The scope of the journal extends to the environmental, management and economic aspects of biomass and bioenergy.
Key areas covered by the journal:
• Biomass: sources, energy crop production processes, genetic improvements, composition. Please note that research on these biomass subjects must be linked directly to bioenergy generation.
• Biological Residues: residues/rests from agricultural production, forestry and plantations (palm, sugar etc), processing industries, and municipal sources (MSW).
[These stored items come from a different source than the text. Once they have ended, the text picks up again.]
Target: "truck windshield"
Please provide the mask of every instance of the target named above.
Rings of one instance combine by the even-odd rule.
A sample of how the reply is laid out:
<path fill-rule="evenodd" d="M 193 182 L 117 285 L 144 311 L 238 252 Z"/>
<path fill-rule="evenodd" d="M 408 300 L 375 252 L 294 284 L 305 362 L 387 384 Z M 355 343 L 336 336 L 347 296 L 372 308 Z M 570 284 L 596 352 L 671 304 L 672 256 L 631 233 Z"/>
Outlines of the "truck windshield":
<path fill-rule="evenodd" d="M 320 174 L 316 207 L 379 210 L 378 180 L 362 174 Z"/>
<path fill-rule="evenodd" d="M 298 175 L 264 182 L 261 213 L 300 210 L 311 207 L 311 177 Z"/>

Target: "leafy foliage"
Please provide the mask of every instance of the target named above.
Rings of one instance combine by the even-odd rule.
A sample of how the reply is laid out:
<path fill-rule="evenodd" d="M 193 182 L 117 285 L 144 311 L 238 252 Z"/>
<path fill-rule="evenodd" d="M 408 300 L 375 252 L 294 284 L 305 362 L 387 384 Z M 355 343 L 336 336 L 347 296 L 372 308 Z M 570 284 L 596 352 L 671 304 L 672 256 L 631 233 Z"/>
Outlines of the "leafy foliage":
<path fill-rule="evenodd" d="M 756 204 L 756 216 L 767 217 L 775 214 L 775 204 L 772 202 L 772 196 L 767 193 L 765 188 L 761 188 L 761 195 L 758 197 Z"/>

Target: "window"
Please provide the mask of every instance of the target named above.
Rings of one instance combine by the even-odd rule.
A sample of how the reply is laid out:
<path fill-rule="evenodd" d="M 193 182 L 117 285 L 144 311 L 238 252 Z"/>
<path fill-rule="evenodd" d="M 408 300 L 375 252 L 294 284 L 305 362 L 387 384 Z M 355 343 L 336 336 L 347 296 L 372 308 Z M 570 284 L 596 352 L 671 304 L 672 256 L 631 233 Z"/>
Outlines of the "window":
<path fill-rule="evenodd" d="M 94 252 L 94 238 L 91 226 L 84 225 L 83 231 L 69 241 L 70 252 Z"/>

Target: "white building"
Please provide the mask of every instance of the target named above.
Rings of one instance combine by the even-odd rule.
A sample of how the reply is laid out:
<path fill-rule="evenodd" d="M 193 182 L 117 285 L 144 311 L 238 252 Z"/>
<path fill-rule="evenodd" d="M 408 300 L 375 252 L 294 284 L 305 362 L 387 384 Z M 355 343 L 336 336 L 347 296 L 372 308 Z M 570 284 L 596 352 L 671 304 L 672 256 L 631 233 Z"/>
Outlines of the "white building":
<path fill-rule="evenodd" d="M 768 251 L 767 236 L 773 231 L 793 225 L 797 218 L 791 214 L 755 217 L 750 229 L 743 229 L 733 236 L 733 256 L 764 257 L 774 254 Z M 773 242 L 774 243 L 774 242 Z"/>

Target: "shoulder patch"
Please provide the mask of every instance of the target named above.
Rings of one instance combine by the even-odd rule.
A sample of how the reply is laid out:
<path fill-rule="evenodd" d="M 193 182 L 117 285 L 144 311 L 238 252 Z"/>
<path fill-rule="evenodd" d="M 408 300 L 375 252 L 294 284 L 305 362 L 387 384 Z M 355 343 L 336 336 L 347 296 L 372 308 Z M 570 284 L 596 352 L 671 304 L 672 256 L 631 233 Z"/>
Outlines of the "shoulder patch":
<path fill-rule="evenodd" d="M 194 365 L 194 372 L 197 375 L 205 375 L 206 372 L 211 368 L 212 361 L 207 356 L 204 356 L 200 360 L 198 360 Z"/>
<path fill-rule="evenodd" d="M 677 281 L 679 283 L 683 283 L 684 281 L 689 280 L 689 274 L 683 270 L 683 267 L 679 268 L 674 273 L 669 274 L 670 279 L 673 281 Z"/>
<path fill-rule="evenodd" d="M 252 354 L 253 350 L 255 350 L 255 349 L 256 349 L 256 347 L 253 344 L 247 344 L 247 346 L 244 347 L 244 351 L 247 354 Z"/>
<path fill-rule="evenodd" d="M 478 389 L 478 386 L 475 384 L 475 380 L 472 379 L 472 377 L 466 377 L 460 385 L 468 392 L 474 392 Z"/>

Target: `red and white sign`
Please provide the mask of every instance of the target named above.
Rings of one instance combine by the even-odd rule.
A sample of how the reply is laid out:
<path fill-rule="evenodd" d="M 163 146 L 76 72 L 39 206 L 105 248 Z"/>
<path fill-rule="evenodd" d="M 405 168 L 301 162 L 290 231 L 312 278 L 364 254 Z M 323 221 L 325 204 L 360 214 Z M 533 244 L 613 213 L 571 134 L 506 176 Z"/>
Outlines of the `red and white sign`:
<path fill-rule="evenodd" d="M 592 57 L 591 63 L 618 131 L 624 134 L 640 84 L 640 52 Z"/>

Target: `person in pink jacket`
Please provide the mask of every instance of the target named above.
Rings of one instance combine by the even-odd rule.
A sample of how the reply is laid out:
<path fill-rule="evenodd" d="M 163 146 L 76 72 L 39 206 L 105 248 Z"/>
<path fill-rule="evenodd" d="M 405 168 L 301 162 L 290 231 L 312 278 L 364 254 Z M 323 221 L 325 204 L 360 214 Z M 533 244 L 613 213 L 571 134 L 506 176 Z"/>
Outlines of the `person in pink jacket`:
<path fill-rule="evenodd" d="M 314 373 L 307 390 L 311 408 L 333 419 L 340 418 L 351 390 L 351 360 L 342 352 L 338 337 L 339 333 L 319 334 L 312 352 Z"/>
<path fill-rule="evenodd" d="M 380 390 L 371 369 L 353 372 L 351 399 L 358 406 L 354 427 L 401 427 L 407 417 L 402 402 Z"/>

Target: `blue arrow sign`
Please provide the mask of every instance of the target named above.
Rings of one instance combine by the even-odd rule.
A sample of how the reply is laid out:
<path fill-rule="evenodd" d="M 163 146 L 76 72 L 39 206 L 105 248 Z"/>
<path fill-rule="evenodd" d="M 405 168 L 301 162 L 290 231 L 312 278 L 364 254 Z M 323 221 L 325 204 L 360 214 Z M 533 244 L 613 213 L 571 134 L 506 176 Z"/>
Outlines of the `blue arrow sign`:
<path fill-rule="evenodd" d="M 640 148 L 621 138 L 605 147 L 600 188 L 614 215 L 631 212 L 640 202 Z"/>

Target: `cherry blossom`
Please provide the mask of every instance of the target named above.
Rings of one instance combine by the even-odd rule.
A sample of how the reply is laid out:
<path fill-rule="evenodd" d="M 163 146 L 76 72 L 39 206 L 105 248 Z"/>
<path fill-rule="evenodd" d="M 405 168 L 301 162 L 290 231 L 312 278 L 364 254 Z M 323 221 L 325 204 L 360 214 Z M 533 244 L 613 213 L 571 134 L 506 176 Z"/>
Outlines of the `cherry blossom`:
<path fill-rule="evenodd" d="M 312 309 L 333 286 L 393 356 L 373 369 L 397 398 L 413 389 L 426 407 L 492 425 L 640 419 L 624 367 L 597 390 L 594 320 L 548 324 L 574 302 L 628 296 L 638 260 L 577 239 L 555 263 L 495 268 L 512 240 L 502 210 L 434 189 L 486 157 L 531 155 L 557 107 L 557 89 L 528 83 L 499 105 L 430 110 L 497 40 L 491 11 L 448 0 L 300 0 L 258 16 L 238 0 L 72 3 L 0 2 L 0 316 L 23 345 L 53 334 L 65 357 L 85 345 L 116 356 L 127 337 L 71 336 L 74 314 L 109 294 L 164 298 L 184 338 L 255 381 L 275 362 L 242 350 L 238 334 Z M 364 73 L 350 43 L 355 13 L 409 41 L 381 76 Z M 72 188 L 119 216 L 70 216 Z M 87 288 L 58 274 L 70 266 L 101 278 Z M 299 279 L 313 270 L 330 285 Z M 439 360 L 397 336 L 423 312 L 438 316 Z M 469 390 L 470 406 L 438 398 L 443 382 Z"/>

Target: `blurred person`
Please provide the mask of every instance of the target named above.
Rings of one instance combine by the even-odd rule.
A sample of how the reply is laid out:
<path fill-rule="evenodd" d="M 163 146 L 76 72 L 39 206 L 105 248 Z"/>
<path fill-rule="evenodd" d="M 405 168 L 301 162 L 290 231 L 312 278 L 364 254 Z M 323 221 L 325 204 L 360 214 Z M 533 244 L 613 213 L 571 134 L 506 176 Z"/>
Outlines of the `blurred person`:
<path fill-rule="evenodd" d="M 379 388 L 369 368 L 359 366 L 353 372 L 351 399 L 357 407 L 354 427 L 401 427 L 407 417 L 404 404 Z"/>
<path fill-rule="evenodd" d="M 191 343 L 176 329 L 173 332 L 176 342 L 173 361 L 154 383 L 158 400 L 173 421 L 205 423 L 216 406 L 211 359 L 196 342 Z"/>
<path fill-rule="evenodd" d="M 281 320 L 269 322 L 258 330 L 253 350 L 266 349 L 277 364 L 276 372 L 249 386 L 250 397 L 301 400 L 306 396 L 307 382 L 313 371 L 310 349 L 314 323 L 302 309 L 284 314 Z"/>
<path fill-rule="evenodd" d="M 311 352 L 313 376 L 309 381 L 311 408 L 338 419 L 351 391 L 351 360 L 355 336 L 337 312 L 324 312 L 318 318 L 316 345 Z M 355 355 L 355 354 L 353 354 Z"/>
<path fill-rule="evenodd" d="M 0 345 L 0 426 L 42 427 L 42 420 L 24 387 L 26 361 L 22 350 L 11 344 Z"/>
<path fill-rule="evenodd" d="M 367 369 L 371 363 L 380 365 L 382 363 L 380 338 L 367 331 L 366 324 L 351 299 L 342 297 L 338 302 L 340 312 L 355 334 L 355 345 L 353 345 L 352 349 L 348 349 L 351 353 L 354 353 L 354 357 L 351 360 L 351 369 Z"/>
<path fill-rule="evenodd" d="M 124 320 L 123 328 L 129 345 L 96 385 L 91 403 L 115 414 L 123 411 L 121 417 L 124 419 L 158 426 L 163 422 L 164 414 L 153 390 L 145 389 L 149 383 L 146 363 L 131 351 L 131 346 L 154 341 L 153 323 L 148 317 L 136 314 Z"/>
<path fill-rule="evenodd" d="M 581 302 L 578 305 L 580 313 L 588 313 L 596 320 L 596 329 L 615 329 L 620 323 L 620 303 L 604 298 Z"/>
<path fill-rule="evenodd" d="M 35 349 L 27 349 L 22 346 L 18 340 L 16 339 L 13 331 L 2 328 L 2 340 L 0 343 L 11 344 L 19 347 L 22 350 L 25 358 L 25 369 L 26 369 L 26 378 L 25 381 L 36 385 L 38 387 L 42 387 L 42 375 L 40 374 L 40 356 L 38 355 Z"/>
Papers on the use of biomass residues through innovative processes/technological novelty and/or consideration of feedstock/system sustainability (or unsustainability) are welcomed. However waste treatment processes and pollution control or mitigation which are only tangentially related to bioenergy are not in the scope of the journal, as they are more suited to publications in the environmental arena. Papers that describe conventional waste streams (ie well described in existing literature) that do not empirically address ''new'' added value from the process are not suitable for submission to the journal.
• Bioenergy Processes: fermentations, thermochemical conversions, liquid and gaseous fuels, and petrochemical substitutes
• Bioenergy Utilization: direct combustion, gasification, electricity production, chemical processes, and by-product remediation
• Biomass and the Environment: carbon cycle, the net energy efficiency of bioenergy systems, assessment of sustainability, and biodiversity issues.